EDF Energy announced today that the projected cost of its Hinkley Point C (HPC) project has increased by up to GBP2.9 billion (USD3.6 billion) compared to the previous estimate. Both the utility and the UK government stressed that, under the terms of the contract-for-difference (CfD), there is no impact from the increase for UK consumers or taxpayers.Completion of the basemat at HPC in June (Image: EDF Energy)
Under a deal agreed in October 2015, China General Nuclear (CGN) took a 33.5% stake in EDF Energy's project to construct HPC in Somerset, England. Consisting of two Areva-designed European Pressurised Reactors, it will be the first new nuclear power station to be built in the UK in almost 20 years and will provide about 7% of the country's electricity.
The final agreements enabling construction of two EPRs at Hinkley Point C to proceed were signed in September 2016 by the government, EDF and CGN. These agreements included the CfD and the Secretary of State Investor Agreement. The CfD - the ratepayer-backed guaranteed price for electricity generated by Hinkley Point C - was originally agreed in October 2013 and guarantees the plant will get GBP92.50 per MWh for its first 35 years of operation.
EDF Energy said today that the project had successfully delivered J-0 - the completion of the nuclear island 'common raft' for its first unit - in June, in line with the schedule announced in September 2016. Following this milestone, a detailed review of the project's costs, schedule and organisation was performed, it said.
This review concluded that the previously communicated risk of delay to unit one and two - of 15 months and nine months, respectively - has increased.
"As previously communicated in July 2017, if this risk was to materialise, it would entail an additional cost of around GBP0.7 billion in 2015 sterling," EDF Energy said, adding that under this assumption the IRR for EDF would be lower by 0.3%. Its project rate of return for HPC is now estimated between 7.6% and 7.8%.
The project completion cost is now estimated between GBP21.5 billion and GBP22.5 billion, an increase of GBP1.9 billion to GBP2.9 billion. In July 2017, EDF Energy had announced the cost had risen to GBP19.6 billion, up from its earlier estimate of GBP18.1 billion.
"The range depends on the effectiveness of action plans to be delivered in partnership with contractors," it said. "Cost increases reflect challenging ground conditions which made earthworks more expensive than anticipated, revised action plan targets and extra costs needed to implement the completed functional design, which has been adapted for a first-of-a-kind application in the UK context."

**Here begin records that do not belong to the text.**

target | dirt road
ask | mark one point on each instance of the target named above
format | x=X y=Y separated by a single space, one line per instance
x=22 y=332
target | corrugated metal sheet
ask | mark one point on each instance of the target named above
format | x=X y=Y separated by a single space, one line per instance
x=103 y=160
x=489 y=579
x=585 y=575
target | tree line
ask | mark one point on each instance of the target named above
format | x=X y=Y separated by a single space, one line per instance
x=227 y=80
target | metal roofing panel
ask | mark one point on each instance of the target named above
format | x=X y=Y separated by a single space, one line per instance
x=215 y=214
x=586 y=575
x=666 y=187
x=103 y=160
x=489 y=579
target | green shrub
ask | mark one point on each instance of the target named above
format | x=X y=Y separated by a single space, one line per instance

The management of the project "remains mobilised", it said, to begin generating power from unit 1 at the end of 2025. To achieve this, operational action plans overseen by the project management are being put in place. These involve the EDF Group's engineering teams in Great Britain and France, buildings and ancillary works contractors, and suppliers of equipment and systems throughout the supply chain, it said.
The review has also confirmed that the next milestone of completing the common raft for unit 2 in June 2020, which was announced earlier this year.
A spokesman for the Department for Business, Energy and Industrial Strategy (BEIS) said today: "The government negotiated a competitive deal on Hinkley Point C which ensures consumers won’t pay a penny until the station generates electricity. Any increase in costs will be borne entirely by EDF and their investment partners and not by consumers or taxpayers."
A BEIS statement added: "It was right that the developer should carry the risk of cost and schedule overruns, as Hinkley is the first new nuclear power station in a generation [and] lessons learned from Hinkley have the potential to reduce costs and risks for future projects.
"New nuclear has an important role to play in providing reliable, low-carbon power as part of our future energy mix as we transition to a net-zero emissions economy by 2050. However, we are clear that any energy project must offer best value for money for consumers. The continued fall in costs of offshore wind is great news for consumers and will reduce the cost of decarbonising the power system. However, it’s not feasible to decarbonise with renewables alone - we also need sources of firm low-carbon capacity for a reliable, low-cost, decarbonised power system."
The CfD model applies to HPC only and not to future new nuclear projects, which include EDF Energy and CGN’s plan to build Sizewell C in Suffolk.
For these the government is holding a public consultation on its assessment of a regulated asset base (RAB) model, which ends on 14 October. The review is aimed at reducing the cost of new nuclear power plant projects by having consumers pay upfront through their energy bills. A solution is needed urgently because nuclear energy is seen as a vital part of the government's commitment to cutting the country's carbon emissions to net zero by 2050. Seven of the UK's eight existing nuclear plants are set to be retired by 2030.